Kanadyjscy Polacy są oburzeni. Wszystko przez artykuł „Opowieść o Auschwitz podejrzanie niekompletna” z dziennika „Toronto Star”. Autorem jest Avi Benlolo, prezes organizacji Przyjaciele Centrum Szymona Wiesenthala, który odbył niedawno podróż do Polski i Niemiec, gdzie zwiedził byłe niemieckie obozy koncentracyjne.
O ile sposób, w jaki Niemcy upamiętniają Holokaust, bardzo przypadł autorowi do gustu, w stosunku do Polaków Beniolo ma wiele zastrzeżeń. Według niego dyrekcja muzeum Auschwitz wprowadza w błąd zwiedzających. Opiera się bowiem na ekspozycjach z czasów PRL, z których wyraźnie nie wynika, że to Żydzi byli głównymi ofiarami obozu.

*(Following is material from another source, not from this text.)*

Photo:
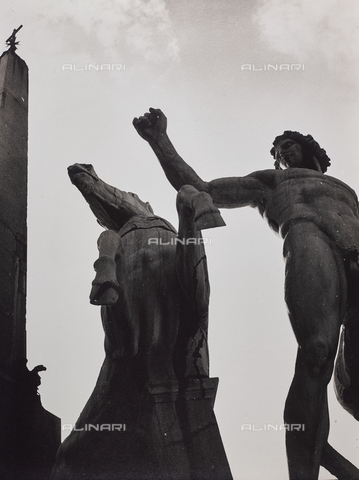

„Na wystawie można zobaczyć tysiące zdjęć polskich więźniów politycznych. Tylko w jednym przypadku można bez trudu zidentyfikować żydowskie nazwisko. To komunistyczna wersja historii. To dysproporcja upamiętnienia” – napisał Avi Benlolo.
I dalej: „Weźmy choćby «mur rozstrzeliwań», gdzie ginęli polscy przywódcy. Stał się on miejscem symbolicznym dla polskiego nacjonalizmu. O tym, że jest ważniejszy niż inne miejsca w obozie świadczą stosy kwiatów i polska flaga. Historia żydowskich ofiar pozostaje nieopowiedziana. Auschwitz był zaś głównie żydowskim obozem śmierci. Niemcy to rozumieją. Pora, by Polacy także zmierzyli się z prawdą”.
Na artykuł ostro zareagował Kongres Polonii Kanadyjskiej. Opublikowany wczoraj list do „Toronto Star” napisała Hanna Sokolska, szefowa Komisji Obrony Dobrego Imienia Polaka i Polski. „Oskarżenia Benlolo wobec muzeum, Polski i Polaków są przewrotne i pozbawione podstaw” – podkreśliła.